Local MCP servers typically run on your local machine and use the standard input and output streams (stdio) for communication between services on the same device. MCP servers run on the service's infrastructure and offer an HTTPS endpoint to AI applications for communication between the AI MCP client and the MCP server. For more information on MCP architecture, see MCP architecture.

Google and Google Cloud MCP servers have the following features and benefits:

  • Simplified, centralized discovery
  • Managed global or regional HTTPS endpoints
  • Fine-grained authorization
  • Optional prompt and response security with Model Armor protection
  • Centralized audit logging

For information about other MCP servers and information about security and governance controls available for Google Cloud MCP servers, see Google Cloud MCP servers overview.

You might use the BigQuery local MCP server for the following reasons:

  • You need to build a custom tool over a parameterized SQL query.
  • You don't have permissions to enable or use the MCP server in your project.

For more information about how to use our local MCP server, see Connect LLMs to BigQuery with MCP. The following sections apply only to the BigQuery MCP server.

Before you begin

  1. Sign in to your Google Cloud account.
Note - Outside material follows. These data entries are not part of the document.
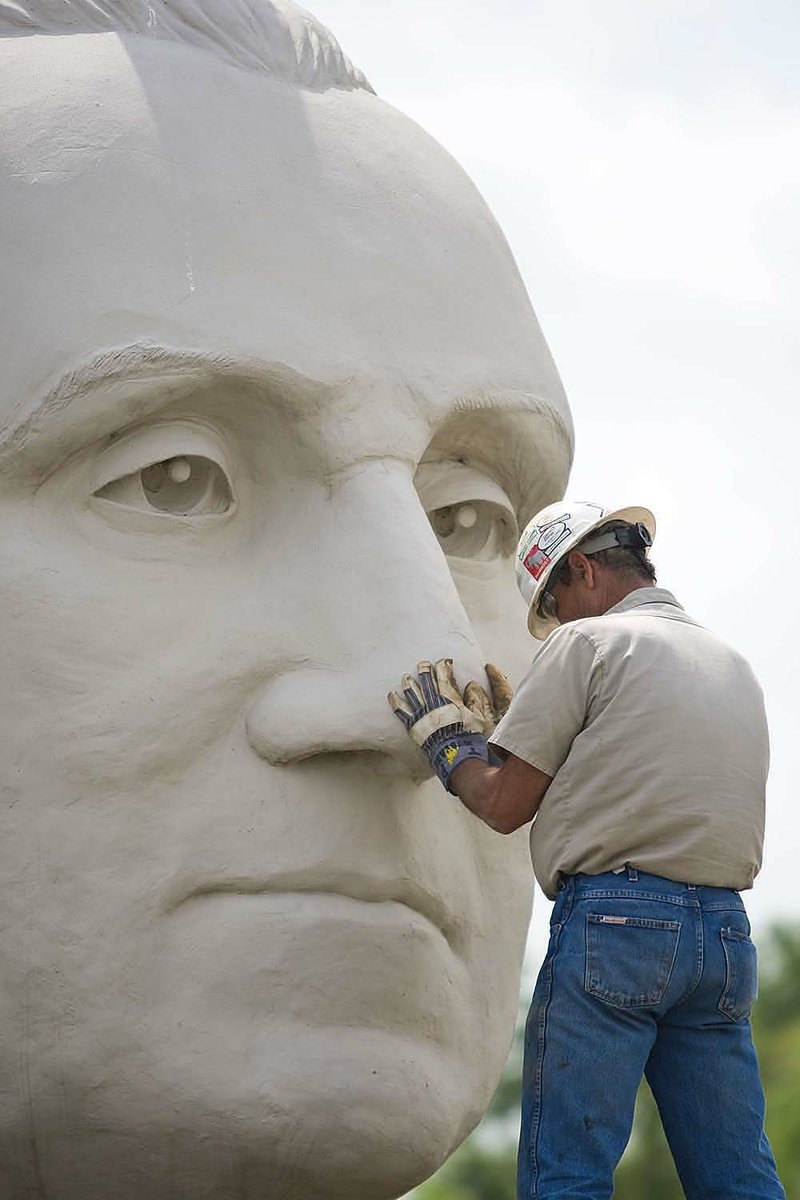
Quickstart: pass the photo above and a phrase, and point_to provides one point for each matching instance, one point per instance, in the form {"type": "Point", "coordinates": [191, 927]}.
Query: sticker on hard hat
{"type": "Point", "coordinates": [547, 539]}
{"type": "Point", "coordinates": [536, 561]}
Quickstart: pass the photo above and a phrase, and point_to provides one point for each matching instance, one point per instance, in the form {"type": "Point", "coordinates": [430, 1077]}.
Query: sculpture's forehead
{"type": "Point", "coordinates": [160, 196]}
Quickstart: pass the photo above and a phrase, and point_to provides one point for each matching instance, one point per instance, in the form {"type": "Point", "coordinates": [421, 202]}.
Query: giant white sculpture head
{"type": "Point", "coordinates": [260, 341]}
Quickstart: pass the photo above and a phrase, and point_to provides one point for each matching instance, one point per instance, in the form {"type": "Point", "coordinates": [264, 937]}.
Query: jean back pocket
{"type": "Point", "coordinates": [630, 959]}
{"type": "Point", "coordinates": [741, 975]}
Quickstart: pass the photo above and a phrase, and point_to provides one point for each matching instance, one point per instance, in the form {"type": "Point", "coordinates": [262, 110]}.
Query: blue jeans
{"type": "Point", "coordinates": [644, 976]}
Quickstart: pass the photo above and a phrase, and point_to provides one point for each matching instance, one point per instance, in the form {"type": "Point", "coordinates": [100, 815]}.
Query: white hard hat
{"type": "Point", "coordinates": [552, 534]}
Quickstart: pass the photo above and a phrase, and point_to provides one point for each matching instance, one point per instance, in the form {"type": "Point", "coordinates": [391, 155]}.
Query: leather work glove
{"type": "Point", "coordinates": [447, 726]}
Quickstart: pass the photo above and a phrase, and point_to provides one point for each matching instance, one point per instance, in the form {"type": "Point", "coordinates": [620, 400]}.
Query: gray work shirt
{"type": "Point", "coordinates": [655, 736]}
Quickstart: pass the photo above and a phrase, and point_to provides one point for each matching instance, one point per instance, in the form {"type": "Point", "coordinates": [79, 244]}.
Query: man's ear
{"type": "Point", "coordinates": [584, 569]}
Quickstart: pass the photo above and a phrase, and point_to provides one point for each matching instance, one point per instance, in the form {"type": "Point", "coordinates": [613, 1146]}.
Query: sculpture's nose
{"type": "Point", "coordinates": [384, 599]}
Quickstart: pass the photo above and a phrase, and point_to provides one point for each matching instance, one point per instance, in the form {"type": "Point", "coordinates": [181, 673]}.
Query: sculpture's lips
{"type": "Point", "coordinates": [365, 888]}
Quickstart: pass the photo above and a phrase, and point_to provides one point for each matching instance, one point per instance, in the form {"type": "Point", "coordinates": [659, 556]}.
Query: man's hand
{"type": "Point", "coordinates": [447, 726]}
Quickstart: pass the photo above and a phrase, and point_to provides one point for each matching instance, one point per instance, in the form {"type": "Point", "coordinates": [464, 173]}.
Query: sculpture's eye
{"type": "Point", "coordinates": [187, 485]}
{"type": "Point", "coordinates": [474, 529]}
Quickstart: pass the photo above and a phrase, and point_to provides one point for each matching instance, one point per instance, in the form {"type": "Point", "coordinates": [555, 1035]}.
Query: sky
{"type": "Point", "coordinates": [643, 160]}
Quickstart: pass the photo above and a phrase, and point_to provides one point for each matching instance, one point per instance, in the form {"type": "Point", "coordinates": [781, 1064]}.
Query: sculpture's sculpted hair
{"type": "Point", "coordinates": [272, 36]}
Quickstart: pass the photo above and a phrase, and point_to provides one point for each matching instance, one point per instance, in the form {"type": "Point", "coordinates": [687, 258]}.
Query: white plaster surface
{"type": "Point", "coordinates": [247, 948]}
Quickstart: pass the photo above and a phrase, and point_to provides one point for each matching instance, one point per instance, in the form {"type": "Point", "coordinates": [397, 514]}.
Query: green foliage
{"type": "Point", "coordinates": [485, 1167]}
If you're new to Google Cloud, create an account to evaluate how our products perform in real-world scenarios. New customers also get $300 in free credits to run, test, and deploy workloads.
  2. In the Google Cloud console, on the project selector page, select or create a Google Cloud project.

    Roles required to select or create a project

    • Select a project: Selecting a project doesn't require a specific IAM role—you can select any project that you've been granted a role on.
    • Create a project: To create a project, you need the Project Creator role (roles/resourcemanager.projectCreator), which contains the resourcemanager.projects.create permission. Learn how to grant roles.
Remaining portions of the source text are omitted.